Residents were out in force on Saturday 17 November, delivering placards to mailboxes in Heritage Springs, Ascot Estate, Arcadia, Arena and Lakeside highlighting their concerns with the proposed 2.7 kilometre concrete development.
Many were quick to cite that on 21 October, Premier Daniel Andrews announced the removal of 25 additional level crossings, telling the media that communities near the earmarked locations had been consulted.
However, November’s Pakenham Skyrail pledge came as a surprise to everybody.
“There was absolutely no consultation with the community,’ No Pakenham Skyrail’s David Farrelly said.
“I play a role with many community groups and volunteer organisations, and these were the ideal people to be speaking to, but they weren’t asked.

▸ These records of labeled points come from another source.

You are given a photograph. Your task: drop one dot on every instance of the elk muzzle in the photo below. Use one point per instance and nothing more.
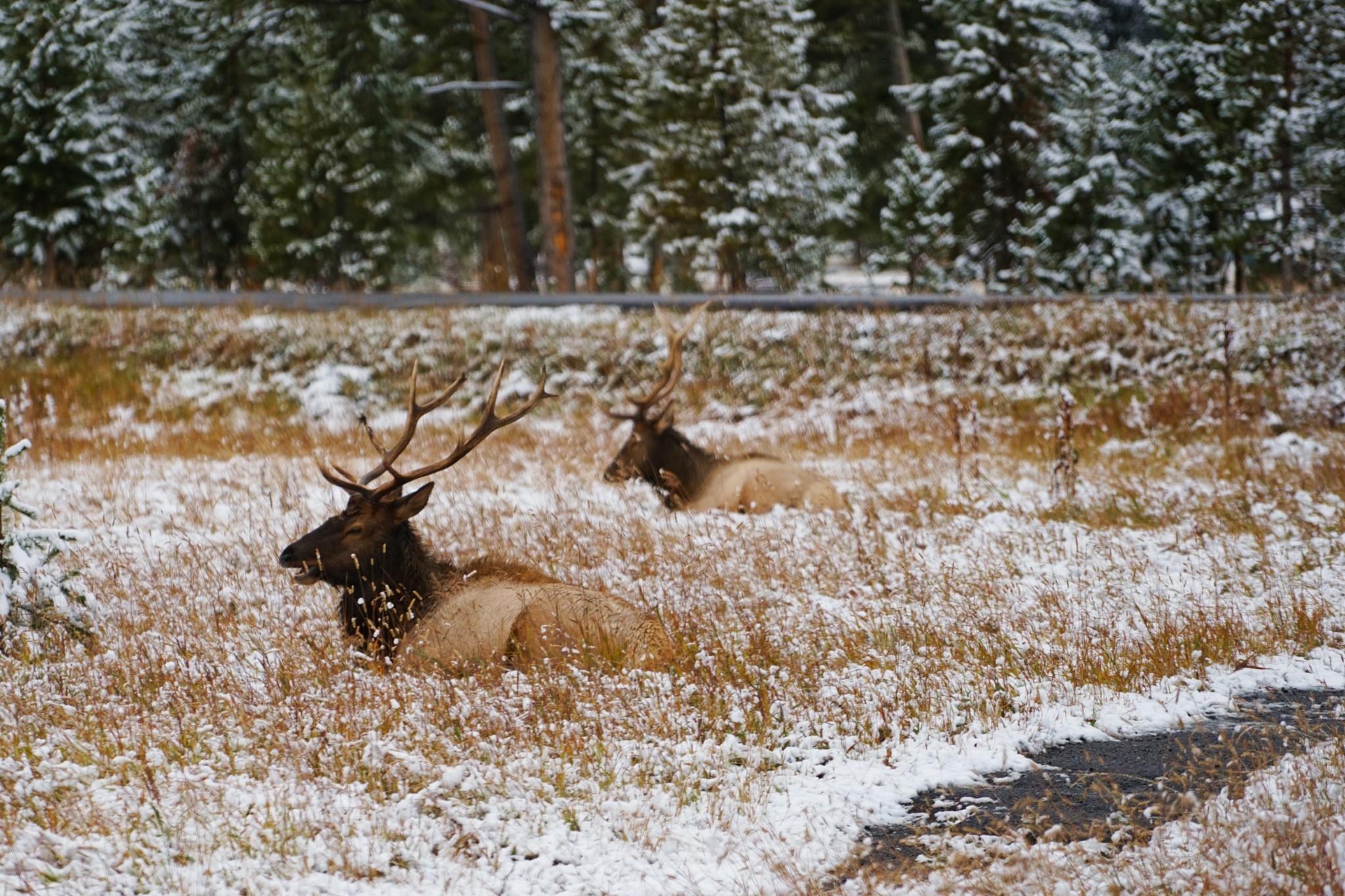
(310, 570)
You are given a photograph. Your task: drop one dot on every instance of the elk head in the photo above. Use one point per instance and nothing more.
(650, 430)
(366, 539)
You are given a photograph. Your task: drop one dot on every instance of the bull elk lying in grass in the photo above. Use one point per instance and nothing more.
(692, 479)
(403, 601)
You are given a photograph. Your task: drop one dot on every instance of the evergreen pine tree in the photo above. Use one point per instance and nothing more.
(1094, 224)
(916, 222)
(1012, 69)
(602, 42)
(65, 165)
(1242, 105)
(745, 168)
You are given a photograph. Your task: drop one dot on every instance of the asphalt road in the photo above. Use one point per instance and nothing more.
(1115, 790)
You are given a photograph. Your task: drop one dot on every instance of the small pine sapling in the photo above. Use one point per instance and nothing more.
(37, 594)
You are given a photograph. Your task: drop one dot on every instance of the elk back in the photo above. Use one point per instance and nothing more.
(494, 620)
(758, 484)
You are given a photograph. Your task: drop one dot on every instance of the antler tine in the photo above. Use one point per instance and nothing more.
(490, 422)
(673, 368)
(414, 413)
(347, 482)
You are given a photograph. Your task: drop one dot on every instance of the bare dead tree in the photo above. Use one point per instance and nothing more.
(502, 158)
(902, 70)
(557, 213)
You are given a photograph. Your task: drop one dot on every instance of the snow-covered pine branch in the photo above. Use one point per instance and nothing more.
(37, 591)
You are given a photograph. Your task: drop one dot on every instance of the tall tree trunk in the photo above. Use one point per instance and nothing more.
(655, 274)
(494, 258)
(502, 159)
(1286, 171)
(557, 224)
(902, 70)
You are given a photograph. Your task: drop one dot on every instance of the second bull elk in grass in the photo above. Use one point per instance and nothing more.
(401, 601)
(692, 479)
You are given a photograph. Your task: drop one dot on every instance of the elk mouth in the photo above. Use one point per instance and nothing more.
(309, 575)
(310, 571)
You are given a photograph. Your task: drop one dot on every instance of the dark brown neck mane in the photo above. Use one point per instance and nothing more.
(381, 603)
(678, 469)
(384, 603)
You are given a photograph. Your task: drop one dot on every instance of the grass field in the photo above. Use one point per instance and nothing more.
(1066, 522)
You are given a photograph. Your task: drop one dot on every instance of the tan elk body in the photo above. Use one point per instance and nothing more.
(404, 602)
(692, 479)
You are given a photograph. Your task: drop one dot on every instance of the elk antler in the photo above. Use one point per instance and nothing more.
(671, 371)
(414, 412)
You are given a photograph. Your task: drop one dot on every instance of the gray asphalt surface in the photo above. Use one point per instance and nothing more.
(372, 301)
(1115, 790)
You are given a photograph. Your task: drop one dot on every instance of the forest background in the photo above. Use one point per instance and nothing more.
(1007, 146)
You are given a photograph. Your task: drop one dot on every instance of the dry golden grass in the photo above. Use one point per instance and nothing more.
(215, 677)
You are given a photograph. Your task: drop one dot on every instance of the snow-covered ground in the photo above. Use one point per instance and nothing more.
(222, 738)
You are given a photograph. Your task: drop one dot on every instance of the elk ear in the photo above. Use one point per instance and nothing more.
(665, 421)
(412, 504)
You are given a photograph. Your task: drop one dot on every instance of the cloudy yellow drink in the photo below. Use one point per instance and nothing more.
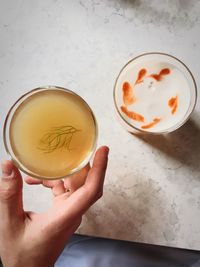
(52, 133)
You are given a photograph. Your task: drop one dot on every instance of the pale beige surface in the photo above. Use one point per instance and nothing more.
(153, 183)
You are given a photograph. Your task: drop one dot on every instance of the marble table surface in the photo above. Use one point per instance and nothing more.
(152, 188)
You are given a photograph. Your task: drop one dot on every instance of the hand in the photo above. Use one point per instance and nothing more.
(30, 239)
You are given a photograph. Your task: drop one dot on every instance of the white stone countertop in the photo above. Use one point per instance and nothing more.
(152, 189)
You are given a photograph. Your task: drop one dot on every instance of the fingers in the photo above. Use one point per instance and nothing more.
(70, 208)
(10, 191)
(73, 182)
(57, 186)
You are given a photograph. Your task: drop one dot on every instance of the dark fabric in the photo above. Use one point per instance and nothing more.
(84, 251)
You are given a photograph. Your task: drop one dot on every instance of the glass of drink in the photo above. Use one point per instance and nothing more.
(50, 132)
(154, 93)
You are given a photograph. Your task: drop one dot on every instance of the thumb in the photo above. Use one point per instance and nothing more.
(10, 191)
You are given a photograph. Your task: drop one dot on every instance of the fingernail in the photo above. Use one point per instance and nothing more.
(107, 149)
(6, 170)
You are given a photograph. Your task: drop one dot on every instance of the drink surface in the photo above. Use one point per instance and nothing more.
(52, 132)
(152, 95)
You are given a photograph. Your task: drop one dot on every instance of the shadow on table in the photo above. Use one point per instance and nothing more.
(182, 145)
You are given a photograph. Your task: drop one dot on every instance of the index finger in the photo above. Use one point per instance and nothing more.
(85, 196)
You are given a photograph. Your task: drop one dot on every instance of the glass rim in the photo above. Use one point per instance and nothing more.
(17, 161)
(172, 128)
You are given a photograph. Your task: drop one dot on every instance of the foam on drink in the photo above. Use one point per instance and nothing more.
(153, 93)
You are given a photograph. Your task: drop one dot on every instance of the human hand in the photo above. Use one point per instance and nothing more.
(30, 239)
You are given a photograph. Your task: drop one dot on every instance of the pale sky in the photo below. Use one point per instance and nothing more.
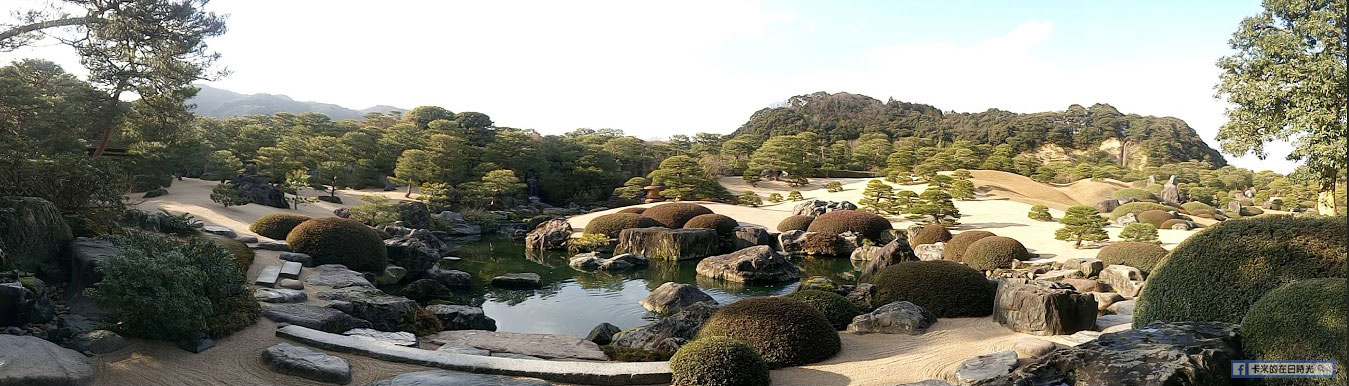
(654, 69)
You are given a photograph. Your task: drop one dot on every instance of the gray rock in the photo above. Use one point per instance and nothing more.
(896, 317)
(1160, 354)
(517, 281)
(1042, 308)
(668, 244)
(312, 316)
(33, 361)
(462, 317)
(398, 338)
(441, 377)
(279, 296)
(753, 265)
(306, 363)
(984, 367)
(672, 296)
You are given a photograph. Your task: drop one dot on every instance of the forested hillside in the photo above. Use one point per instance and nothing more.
(845, 116)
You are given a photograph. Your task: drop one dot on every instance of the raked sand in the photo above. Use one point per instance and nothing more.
(868, 359)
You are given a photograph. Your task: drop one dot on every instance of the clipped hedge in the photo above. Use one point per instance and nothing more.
(723, 224)
(947, 289)
(837, 308)
(1217, 274)
(795, 223)
(930, 234)
(718, 361)
(994, 253)
(673, 215)
(277, 226)
(838, 222)
(335, 240)
(783, 331)
(1141, 255)
(954, 249)
(1303, 320)
(613, 224)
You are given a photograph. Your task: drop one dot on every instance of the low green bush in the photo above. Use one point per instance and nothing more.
(333, 240)
(718, 361)
(1302, 320)
(947, 289)
(783, 331)
(1216, 274)
(277, 226)
(837, 308)
(795, 223)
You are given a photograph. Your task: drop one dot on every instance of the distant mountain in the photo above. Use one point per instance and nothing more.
(221, 103)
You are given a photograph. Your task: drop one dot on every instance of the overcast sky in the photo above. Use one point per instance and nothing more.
(661, 68)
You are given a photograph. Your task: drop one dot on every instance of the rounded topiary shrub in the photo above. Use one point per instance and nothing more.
(834, 307)
(784, 331)
(1136, 254)
(1137, 208)
(723, 224)
(930, 234)
(947, 289)
(718, 361)
(838, 222)
(277, 226)
(1303, 320)
(1155, 217)
(676, 213)
(795, 223)
(613, 224)
(994, 253)
(954, 249)
(335, 240)
(1216, 274)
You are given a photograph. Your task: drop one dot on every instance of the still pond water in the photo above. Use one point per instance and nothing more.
(572, 301)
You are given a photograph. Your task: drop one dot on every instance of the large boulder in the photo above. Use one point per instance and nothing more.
(1162, 354)
(753, 265)
(1043, 308)
(34, 235)
(551, 235)
(31, 361)
(671, 244)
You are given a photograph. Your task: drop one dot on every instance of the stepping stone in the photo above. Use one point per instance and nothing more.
(269, 276)
(290, 270)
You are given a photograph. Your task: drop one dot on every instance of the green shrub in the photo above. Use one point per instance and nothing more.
(930, 234)
(277, 226)
(1136, 254)
(784, 331)
(1302, 320)
(1155, 217)
(1216, 274)
(718, 361)
(837, 308)
(795, 223)
(994, 253)
(673, 215)
(955, 247)
(838, 222)
(613, 224)
(1139, 232)
(1139, 195)
(723, 226)
(947, 289)
(163, 288)
(333, 240)
(1137, 208)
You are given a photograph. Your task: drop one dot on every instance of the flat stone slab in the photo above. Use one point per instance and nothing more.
(583, 373)
(269, 276)
(534, 344)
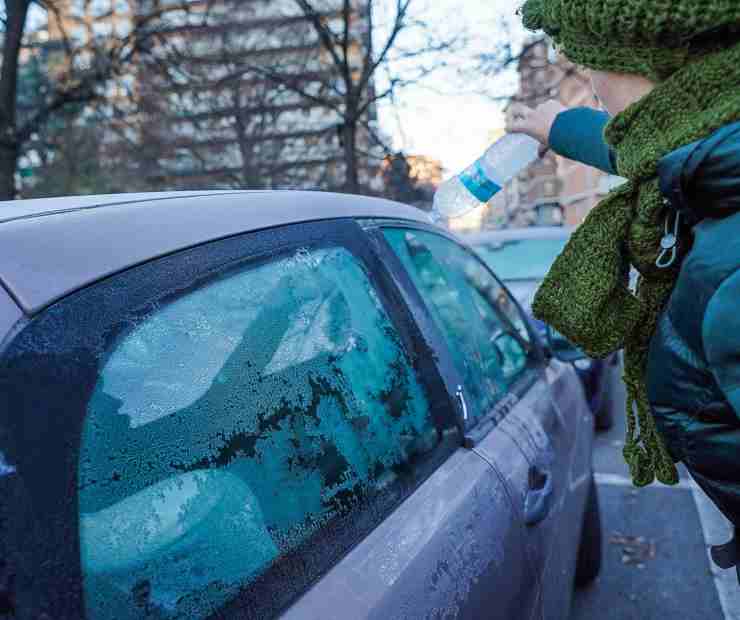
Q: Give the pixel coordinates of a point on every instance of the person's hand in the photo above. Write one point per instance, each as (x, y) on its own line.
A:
(535, 122)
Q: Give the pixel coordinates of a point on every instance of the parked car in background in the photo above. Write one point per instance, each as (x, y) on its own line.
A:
(278, 404)
(521, 257)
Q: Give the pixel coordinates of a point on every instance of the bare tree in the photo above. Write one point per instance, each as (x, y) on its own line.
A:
(346, 67)
(79, 56)
(213, 120)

“I was at a public meeting where the Labor candidates attended and spoke to the group and they were directly asked about Skyrail and they didn’t say anything.”
The controversial Skyrail project is now active in many of south east Melbourne’s major traffic corridors.
Some communities have accepted the infrastructure, while others are still devastated.
Jonathon Fitzpatrick – who lives at the southern end of the Frankston line where Skyrail has been introduced – said it has destroyed the aesthetic appeal of his beachside community.
“This isn’t just a term of government that is changed – it is something that is there forever,” he said.
“Once it is built, it is too late for people to change their minds and complain.
“People in Pakenham are just fortunate enough that they get to choose with an election on the horizon.”
In Clayton however, commuters have reportedly been pleasantly surprised by the Skyrail – despite initially being ad odds with the plan.
That stretch of Skyrail does not overlook residents’ backyards and has two roads, Haughton and Carinish Road, providing a buffer between trains and properties.
It comes as the plight of McGregor Road’s rail crossing was again highlighted on Saturday; with poorly signalised boom gates bringing traffic to a halt for more than 20 minutes.
The Gazette’s photographer was travelling along McGregor Road when caught in the gridlock, watching as an ambulance was forced to travel on the wrong side of the road to respond to an emergency.
In a Gazette poll, asking readers which option they would prefer, the result was almost split between Skyrail and the Coalition’s pledged rail-under-road solution.
More than 1000 participants weighed in, proving just how polarising the issue is.
The preferred approach could be the decision-maker in the battleground electorate of Bass, which is now widely considered to be marginal.